Prosegue «L'avvocato degli stagisti», rubrica della Repubblica degli Stagisti curata da Evangelista Basile e Sergio Passerini, avvocati dello studio legale Ichino Brugnatelli. Basile e Passerini approfondiscono di volta in volta casi specifici sollevati dai lettori.
«Mi sono laureata alla facoltà di Scienze politiche dell'università di Perugia. Da una settimana circa ho iniziato uno stage presso l'ufficio Stranieri delle Segreterie dell'università: la borsa ha una durata di 10 mesi e prevede 400 euro mensili che mi vengono retribute ogni due mesi. I miei orari sono dal lunedì al venerdì dalle 8 alle 14 e il martedì e il giovedi dalle 14.30 alle 17.30. Tutto questo senza poter usufruire dei buoni pasto. Io ho accettato questa borsa anche perchè sono disoccupata in cerca di lavoro e per adesso non ho ho ancora trovato niente, ma mi rendo conto che rispetto alle ore che faccio la borsa non è molto alta. Volevo sapere se ho la possibilità almeno di fare la richiesta dei buoni pasto o se invece non rientra nei miei diritti».
Purtroppo la risposta è no: uno stagista non può invocare alcun principio di parità rispetto al trattamento economico riservato ai lavoratori dipendenti, essendo il lavoro prestato solo strumentale alla sua formazione e al suo orientamento. Quindi in questo caso, anche se i colleghi della lettrice percepiscono i buoni pasto, non si può pretendere che vengano erogati anche a lei.

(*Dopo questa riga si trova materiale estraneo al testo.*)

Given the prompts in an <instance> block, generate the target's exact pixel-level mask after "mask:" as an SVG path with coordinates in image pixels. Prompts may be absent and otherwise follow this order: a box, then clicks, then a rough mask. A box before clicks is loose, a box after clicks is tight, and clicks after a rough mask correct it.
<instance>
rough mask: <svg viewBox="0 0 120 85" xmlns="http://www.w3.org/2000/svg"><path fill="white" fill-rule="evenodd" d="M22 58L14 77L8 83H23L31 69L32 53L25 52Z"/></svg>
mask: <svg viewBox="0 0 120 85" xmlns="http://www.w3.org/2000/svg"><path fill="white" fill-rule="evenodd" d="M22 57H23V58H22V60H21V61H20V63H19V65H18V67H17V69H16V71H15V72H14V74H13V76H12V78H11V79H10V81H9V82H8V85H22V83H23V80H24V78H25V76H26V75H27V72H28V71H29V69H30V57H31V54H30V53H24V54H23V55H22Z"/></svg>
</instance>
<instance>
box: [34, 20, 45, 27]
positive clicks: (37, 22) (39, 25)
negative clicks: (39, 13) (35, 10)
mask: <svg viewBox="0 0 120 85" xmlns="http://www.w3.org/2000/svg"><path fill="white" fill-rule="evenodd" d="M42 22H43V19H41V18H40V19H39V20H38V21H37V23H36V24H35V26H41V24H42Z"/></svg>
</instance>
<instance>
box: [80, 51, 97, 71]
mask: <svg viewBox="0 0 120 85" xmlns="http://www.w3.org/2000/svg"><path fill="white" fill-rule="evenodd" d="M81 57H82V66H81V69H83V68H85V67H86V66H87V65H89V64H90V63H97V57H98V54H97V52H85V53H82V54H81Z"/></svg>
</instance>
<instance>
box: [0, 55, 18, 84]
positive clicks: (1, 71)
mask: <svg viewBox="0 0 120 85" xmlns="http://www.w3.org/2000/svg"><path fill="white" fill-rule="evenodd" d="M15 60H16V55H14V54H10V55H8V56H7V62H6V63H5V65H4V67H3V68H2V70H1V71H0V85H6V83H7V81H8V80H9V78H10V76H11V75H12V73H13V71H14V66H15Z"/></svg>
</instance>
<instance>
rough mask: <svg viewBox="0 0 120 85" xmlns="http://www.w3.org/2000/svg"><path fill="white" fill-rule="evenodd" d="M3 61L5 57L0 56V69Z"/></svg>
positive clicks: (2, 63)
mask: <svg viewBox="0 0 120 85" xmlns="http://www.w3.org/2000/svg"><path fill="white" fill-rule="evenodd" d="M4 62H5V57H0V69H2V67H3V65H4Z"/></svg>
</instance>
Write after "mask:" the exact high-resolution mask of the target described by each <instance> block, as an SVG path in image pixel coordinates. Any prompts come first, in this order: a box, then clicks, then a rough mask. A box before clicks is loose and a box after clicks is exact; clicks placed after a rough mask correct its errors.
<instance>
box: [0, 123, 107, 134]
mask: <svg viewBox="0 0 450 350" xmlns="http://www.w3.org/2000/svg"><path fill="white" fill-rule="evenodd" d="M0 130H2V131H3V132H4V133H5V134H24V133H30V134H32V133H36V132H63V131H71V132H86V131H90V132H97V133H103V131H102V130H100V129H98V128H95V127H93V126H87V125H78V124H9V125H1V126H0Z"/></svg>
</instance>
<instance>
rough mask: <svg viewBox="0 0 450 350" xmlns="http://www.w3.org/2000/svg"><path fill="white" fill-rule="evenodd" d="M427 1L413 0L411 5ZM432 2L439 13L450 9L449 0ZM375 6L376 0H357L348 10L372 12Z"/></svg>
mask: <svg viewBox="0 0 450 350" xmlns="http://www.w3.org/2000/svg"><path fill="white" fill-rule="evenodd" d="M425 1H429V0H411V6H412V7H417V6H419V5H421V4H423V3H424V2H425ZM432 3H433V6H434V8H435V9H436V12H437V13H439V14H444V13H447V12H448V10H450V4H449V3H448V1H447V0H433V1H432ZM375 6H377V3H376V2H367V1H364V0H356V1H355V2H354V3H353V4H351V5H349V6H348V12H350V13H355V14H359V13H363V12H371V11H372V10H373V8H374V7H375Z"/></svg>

Come noto, infatti, lo stage consiste in un inserimento temporaneo di un soggetto all’interno del mondo produttivo, allo scopo di realizzare - almeno nell’intenzione del legislatore - momenti di alternanza tra studio e lavoro nell’ambito dei processi formativi e di agevolare le scelte professionali mediante una sperimentazione diretta del mercato del lavoro. Ai sensi della legge n. 196/1997 e del decreto ministeriale n. 142/1998, i tirocini formativi e di orientamento “non costituiscono rapporti di lavoro”. Dichiarazioni analoghe si rinvengono anche in altre disposizioni normative, come - in particolare - nel decreto legislativo n. 368/2001, con il quale è stata riformata la disciplina del contratto di lavoro a tempo determinato in attuazione della direttiva 1999/70/CE: sono, infatti, escluse dal campo di applicazione del decreto “le tipologie contrattuali legate a fenomeni di formazione attraverso il lavoro che, pur caratterizzate dall’apposizione di un termine, non costituiscono rapporti di lavoro”.
Pertanto le finalità dello stage sono preminentemente rivolte alla formazione e all’addestramento professionale e la sua struttura è oggettivamente diversa da quella che caratterizza il rapporto di lavoro subordinato. Il soggetto ospitante è obbligato ad assicurare lo stagista contro gli infortuni sul lavoro presso l’INAIL, nonché presso idonea compagnia assicuratrice per la responsabilità civile verso terzi, ma non è tenuto a riconoscergli alcuna retribuzione, contribuzione, rimborso spese o fringe benefits (come appunto i buoni pasto).
Ciò non toglie che spesso il soggetto ospitante, come in questo caso, possa decidere volontariamente di erogare al tirocinante un compenso quale rimborso spese per gli oneri sostenuti; da un punto di vista fiscale, esso è assoggettato alla ritenuta d’acconto ai fini Irpef. Ma comunque qualsiasi erogazione economica (che si tratti di un rimborso spese o di qualche altro benefit) è un di più, non un diritto.